The new compound, teixobactin, seems almost inexplicably impervious to evolution in trials so far. Isolated from bacteria found in a grassy field in Maine, USA, this brand new protein may hold the most promise of any antibacterial currently on the drawing board. It works through a previous unexploited mechanism of action against (so far) all gram positive bacteria and appears to have no negative effects on mouse cells even at the highest dose used (125 µg ml−1), while killing all gram positive bacteria tested even at the lowest dose. This is actually pretty unique, and very exciting.

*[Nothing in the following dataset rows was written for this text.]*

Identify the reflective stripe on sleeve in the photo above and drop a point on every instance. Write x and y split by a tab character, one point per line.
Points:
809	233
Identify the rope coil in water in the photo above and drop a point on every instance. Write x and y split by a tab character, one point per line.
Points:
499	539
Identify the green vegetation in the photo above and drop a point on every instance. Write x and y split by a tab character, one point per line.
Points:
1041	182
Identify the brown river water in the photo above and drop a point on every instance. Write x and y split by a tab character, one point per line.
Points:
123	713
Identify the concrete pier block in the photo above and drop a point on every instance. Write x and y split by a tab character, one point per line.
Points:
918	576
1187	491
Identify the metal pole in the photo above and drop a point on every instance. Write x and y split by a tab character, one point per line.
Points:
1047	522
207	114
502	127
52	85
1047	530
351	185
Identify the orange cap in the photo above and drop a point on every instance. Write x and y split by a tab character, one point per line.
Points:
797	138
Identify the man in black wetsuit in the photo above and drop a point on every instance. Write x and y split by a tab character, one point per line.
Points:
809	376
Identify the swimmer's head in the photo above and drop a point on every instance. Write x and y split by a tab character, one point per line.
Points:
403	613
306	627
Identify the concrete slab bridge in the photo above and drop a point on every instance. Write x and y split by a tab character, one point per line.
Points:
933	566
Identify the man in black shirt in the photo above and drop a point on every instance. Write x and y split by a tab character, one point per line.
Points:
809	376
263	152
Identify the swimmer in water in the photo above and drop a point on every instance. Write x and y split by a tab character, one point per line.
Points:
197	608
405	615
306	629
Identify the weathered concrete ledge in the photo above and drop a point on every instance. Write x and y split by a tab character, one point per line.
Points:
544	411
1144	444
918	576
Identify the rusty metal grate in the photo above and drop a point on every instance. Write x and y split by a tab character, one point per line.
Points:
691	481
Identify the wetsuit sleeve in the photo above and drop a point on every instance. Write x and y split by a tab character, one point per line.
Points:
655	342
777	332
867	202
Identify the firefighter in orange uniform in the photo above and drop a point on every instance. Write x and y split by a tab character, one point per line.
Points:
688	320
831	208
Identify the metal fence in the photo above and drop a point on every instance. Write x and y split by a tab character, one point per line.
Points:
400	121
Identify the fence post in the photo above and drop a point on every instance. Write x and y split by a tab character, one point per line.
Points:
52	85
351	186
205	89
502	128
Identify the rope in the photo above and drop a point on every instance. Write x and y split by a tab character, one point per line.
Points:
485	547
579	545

Some, but not all, anti-bacterial compounds are also “effective” against animal and/or plant cells, like kanamycin which targets the prokaryotic ribosome (which turns genetic information into proteins, to put it really simply) that are also present in the mitochondria (which can be thought of as power plants) in both animal and plant cells. Others are risky for human due to allergies or interactions with other systems (like sulfonamides, which compete with penicillins for being the first class of antibiotics developed).
There are a number of different types and classes of antibiotics, but so far essentially all existing classes had protein targets. Although the new drug (teixobactin) also interferes with cell wall synthesis (the same general target as penicillin), it doesn’t have a protein target. Protein based targets are prone to trigger an evolutionary arms race in which the bacteria evolve to create slightly different proteins which are then no longer targeted by existing antibiotics. Instead, teixobactin appears to targets lipids (fats) involved in bacterial cell wall synthesis instead of proteins. This makes it far more difficult for the bacteria to adapt to.
Add on the fact that it doesn’t harm mice, and it sounds like a miracle drug for otherwise dangerous and multi-resistant bacteria. Of course it would technically be possible for bacteria to develop a protein that could degrade or inhibit teixobactin (similar to ß-latamase against several different types including penicillins), but there has yet to be any evidence of this.
We also have to acknowledge that fact that this study by Ling, Schneider et al developed a new mechanism for refining and finding antibacterial compounds, as well as coaxing wild strains of bacteria to grow in the lab (which the authors claim 99% of wild bacteria normally cannot). This is at least as exciting as the discovery and characterization this new compound.
Teixobactin treatment, even at the lowest levels, led to absolutely no resistant bacteria while also appearing to leave mouse cells safe. Although the use of any full-spectrum antibiotic should be reserved for emergencies, since such compounds also kill normal/symbiotic bacteria in your body (there are some exceptions: not all antibacterials are so unselective, like fidaxomicin), it is exciting to a have a brand new solution for treating a wide range of otherwise multi-resistant bacteria that have become a problem in hospitals around the world and are described by the WHO as a global threat.